Design mailing list Design@lists.wikimedia.org https://lists.wikimedia.org/mailman/listinfo/design
On Fri, Mar 28, 2014 at 11:08 AM, Jon Robson jrobson@wikimedia.org wrote:
No login forms on the web in website or app form that I know of have such an option as `show password` (please point me at some if they exist)
I've seen it both on facebook and amazon web and app among others.
--tomasz
I'm much more interested in the why and the research behind these trends then the fact they are trends. It seems these URLs make compelling arguments for it. * http://www.nngroup.com/articles/stop-password-masking * https://storify.com/lukew/yahoo-display-password-test * http://uxdesign.smashingmagazine.com/2012/10/26/password-masking-hurt-signup...

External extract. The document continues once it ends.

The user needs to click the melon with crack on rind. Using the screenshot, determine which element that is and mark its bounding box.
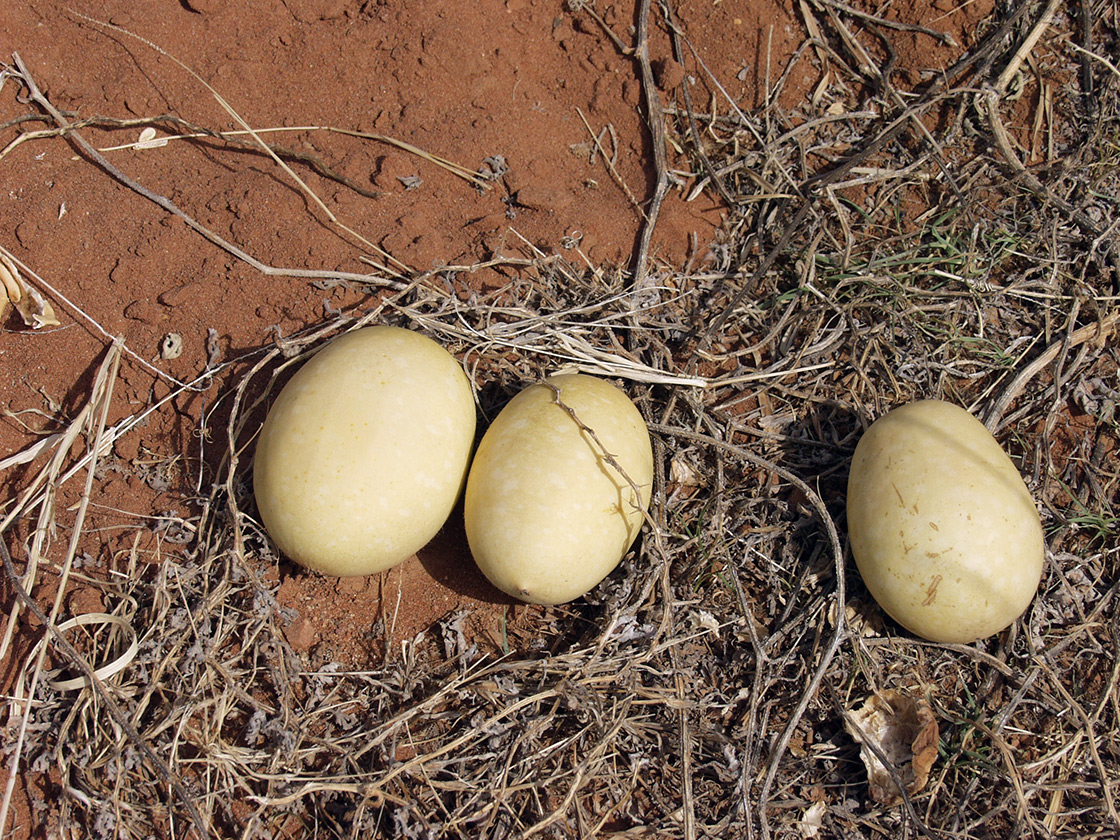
[848,400,1045,643]
[464,374,653,604]
[253,326,475,576]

That said I think my problem here is that in my opinion the current design could be done better. The show/hide button in the right side of the input field that yahoo tried out looks like it might be a better pattern to follow and might be worth exploring as in my opinion it is much more explicit.

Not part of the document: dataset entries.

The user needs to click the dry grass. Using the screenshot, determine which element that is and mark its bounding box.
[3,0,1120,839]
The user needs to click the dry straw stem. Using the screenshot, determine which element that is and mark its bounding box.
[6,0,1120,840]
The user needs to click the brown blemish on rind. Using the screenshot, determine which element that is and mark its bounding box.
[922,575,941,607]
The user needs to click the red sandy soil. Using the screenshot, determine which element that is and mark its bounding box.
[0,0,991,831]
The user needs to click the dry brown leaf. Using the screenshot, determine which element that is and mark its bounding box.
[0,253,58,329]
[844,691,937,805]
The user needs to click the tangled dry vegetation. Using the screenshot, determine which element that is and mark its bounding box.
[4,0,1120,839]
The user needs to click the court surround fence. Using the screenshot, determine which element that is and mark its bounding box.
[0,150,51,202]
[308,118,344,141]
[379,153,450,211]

Anyway I'm not a designer but changing my passwords because of this was an annoying experience which made me feel dumb and didn't endear me to the app. I'd hate someone else to have this experience even if I'm a picky minority :)
On Fri, Mar 28, 2014 at 11:20 AM, Tomasz Finc tfinc@wikimedia.org wrote:
On Fri, Mar 28, 2014 at 11:08 AM, Jon Robson jrobson@wikimedia.org
wrote:
No login forms on the web in website or app form that I know of have such an option as `show password` (please point me at some if they exist)
I've seen it both on facebook and amazon web and app among others.
--tomasz
On Mar 29, 2014 12:17 AM, "Jon Robson" jrobson@wikimedia.org wrote:
That said I think my problem here is that in my opinion the current
design could be done better. The show/hide button in the right side of the input field that yahoo tried out looks like it might be a better pattern to follow and might be worth exploring as in my opinion it is much more explicit.
That is May's actual design. I just haven't gotten around to implementing it yet. Preliminary implementation in the create account screen.
Anyway I'm not a designer but changing my passwords because of this was
an annoying experience which made me feel dumb and didn't endear me to the app. I'd hate someone else to have this experience even if I'm a picky minority :)
In this case it was just an incomplete implementation :) I'll ping this thread again when it is properly done.